Generative AI & RAG Architecture: Designed and implemented real-time RAG-based inference pipelines to power dynamic, personalized product recommendation engines.
Migrated Nvidia Riva/Triton microservices to AWS, re-architecting the deployment for enhanced scalability and high availability.
Performance Optimization & Edge AI: Optimized Computer Vision models for embedded Nvidia Jetson platforms using TensorRT and ONNX, achieving significant reductions in inference latency.
Engineered a cloud-based Stable Diffusion video pipeline for real-time webcam re-rendering and accelerated thumbnail generation.
Strategic Leadership: Advise client executive teams on AI integration strategies, identifying opportunities to leverage LLMs and diffusion models for competitive advantage.

Lead Engineer, AI R&D

2023 – 2024

Vidable.ai | Remote

Led the R&D engineering team in evaluating and productizing cutting-edge Generative AI tools.

Team Leadership & Strategy: Collaborated with PhD researchers to translate academic findings into production-ready features. Led weekly cross-company technical forums to align engineering and product teams on the latest AI developments.
Infrastructure Design: Built robust CI/CD pipelines using Terraform, GitLab, and AWS to deploy ML inference servers, supporting microservices architecture across Docker and Kubernetes.
Model Optimization: Modified C/C++ codebases (llama.cpp & Stable Diffusion Turbo) to suit specific business use cases, optimizing performance for Python-based API endpoints (FastAPI/Uvicorn).
Product Innovation: Prototyped and deployed React-based demos powered by LLMs and diffusion models, directly influencing the product roadmap and UX design.

Lead Engineer

2014 – 2023

Sonic Foundry | Remote

Progression from Engineer to Lead, managing critical data pipelines and spearheading the transition to cloud-native technologies.

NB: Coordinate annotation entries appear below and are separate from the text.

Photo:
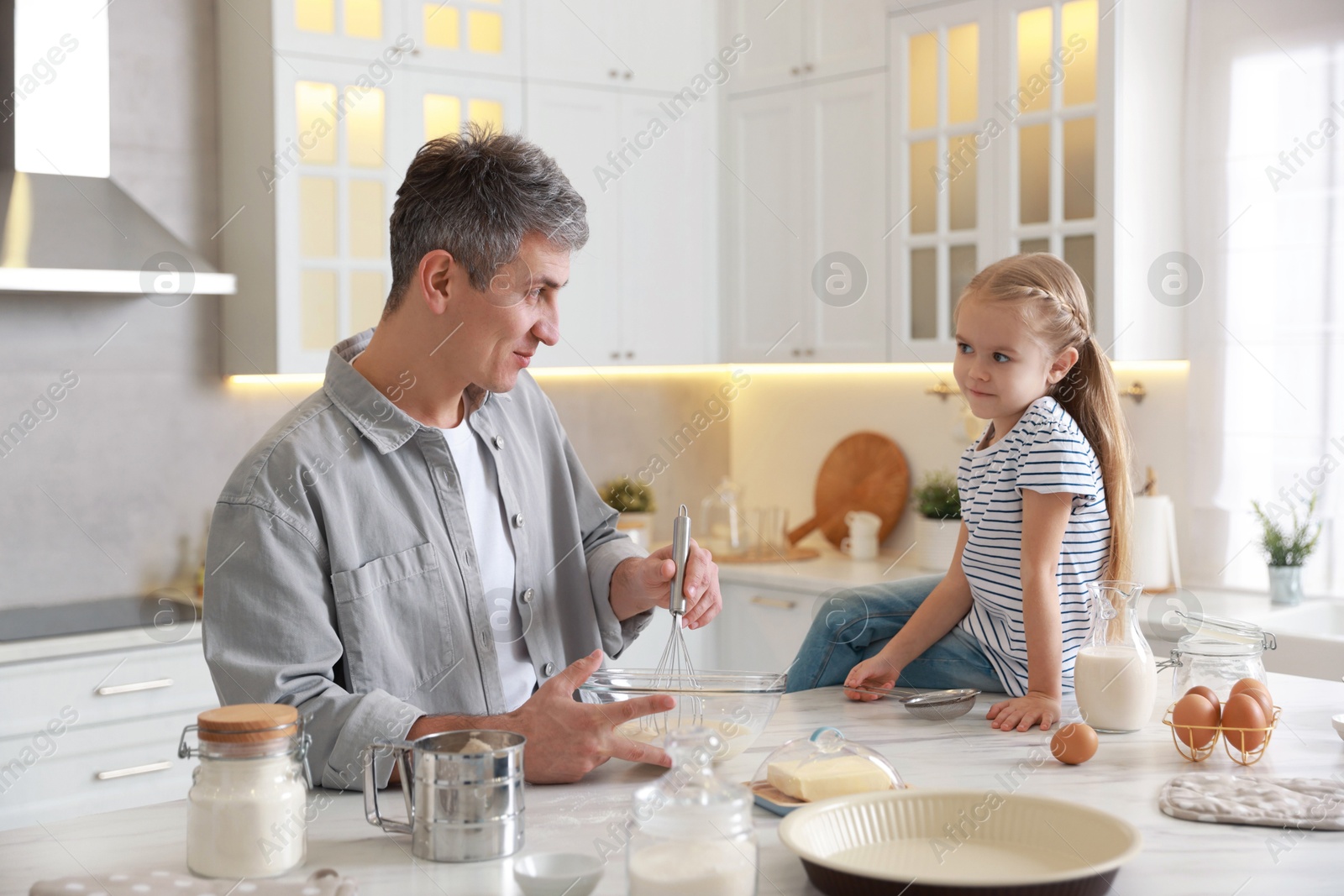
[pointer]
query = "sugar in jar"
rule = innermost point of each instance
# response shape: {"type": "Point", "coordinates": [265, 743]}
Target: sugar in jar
{"type": "Point", "coordinates": [246, 810]}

Scale & Reliability: Architected and supported data pipelines serving the company's 5 largest enterprise customers (100k+ end users).
Cloud Transformation: Designed and built an AWS cloud-native Archive utility (Lambda, Batch, Terraform) that was adopted as a core product, generating millions in revenue.
AI Leadership: Founded and led an internal AI/ML reading group (growing to ~25% of the company) and initiated company-wide AI hackathons to foster innovation.
LLM Implementation: Designed the inference architecture for a Zoom/conferencing plugin and developed pipelines to deploy GGML Llama models to AWS Serverless architecture.

Technology Specialist

2006 – 2014

NC State University

Led AV/Room Design Engineering for 200+ learning spaces.
Developed novel embedded control systems and accessibility UIs; awarded the OIT Award for Excellence.

Recent Projects & Hackathons

Cerebras OS (2025): Created a hackathon project exploring the UX implications of "instant" AI when inference speed enables real-time, fluid interaction.
FastRecord (2025): Developed a lightweight, local-only screen recording tool emphasizing privacy and low-overhead performance.
Cohere AI Hackathon (2022) - 3rd Place: Developed an "LLM as Learning Assistant" for live presentations, utilizing real-time transcription and agentic prompting.